Sommaire du magazine National Geographic de mars 2020 : vers un monde sans déchets

Recycler tout ce qu’on produit : comment l’utopie peut devenir réalité. À Copenhague, une usine transforme les ordures en énergie.

Wednesday, March 11, 2020,
De National Geographic

En mars, le magazine National Geographic vous livre une grande enquête environnementale. Ne plus rien perdre et recycler à l’infini : c’est le pari de l’économie circulaire, qui inspire les entreprises et les écologistes.

Près de 93 milliards de tonnes de matières premières par an sont transformées en produits divers. Moins de 25 % deviennent des bâtiments, des voitures et d’autres objets durables. Moins de 10 % retournent dans l’économie après utilisation. Le mouvement de l’économie circulaire vise à augmenter ce taux et à réduire les montagnes de déchets.

Surnommé Copenhill, l'incinérateur utilise les dernières technologies pour transformer les déchets.

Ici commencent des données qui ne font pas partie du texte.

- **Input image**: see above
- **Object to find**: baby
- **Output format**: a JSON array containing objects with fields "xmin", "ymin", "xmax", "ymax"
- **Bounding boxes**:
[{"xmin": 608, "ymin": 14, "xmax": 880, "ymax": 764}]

Pour un monde sans déchets, il est nécessaire de repenser notre façon de consommer nos aliments, nos vêtements, nos énergies, nos machines… Tout doit devenir durable. Les aliments achetés doivent être consommés, les vêtements réparés au lieu d’être jetés, ou donnés s’ils ne sont plus portés. Les énergies renouvelables doivent remplacer les énergies fossiles, et les machines et les autres produits conçus pour être faciles à réparer.

Découvrez également le secret des abeilles et des images sans précédent, qui montrent comment elles se défendent contre les intrus et luttent contre le chaud et le froid. Ingo Arndt, photographe passionné par les abeilles, a pris plus de 60 000 photos d’une colonie sauvage sur plus de six mois, créant un tableau jamais vu de ces insectes.

Nous vous proposons également un dossier géopolitique bouleversant. En 2014, le mouvement terroriste Boko Haram a enlevé 276 lycéennes au Nigeria. 112 ne sont pas revenues. Voici les portraits des rescapées de l’enfer, bien décidées à se construire un avenir.

Enfin, nous sommes allés au Japon pour comprendre la fascination controversée des habitants envers les macaques. Symboles culturels et objets de divertissement, ils sont dressés et affublés de vêtements et de masques pour réaliser des spectacles dans des cabarets. Sauvages, ils sont nourris pour maintenir des attractions touristiques dans différentes parties du pays, contribuant à leur prolifération…  qui mène à en abattre 19 000 par an pour protéger les cultures.  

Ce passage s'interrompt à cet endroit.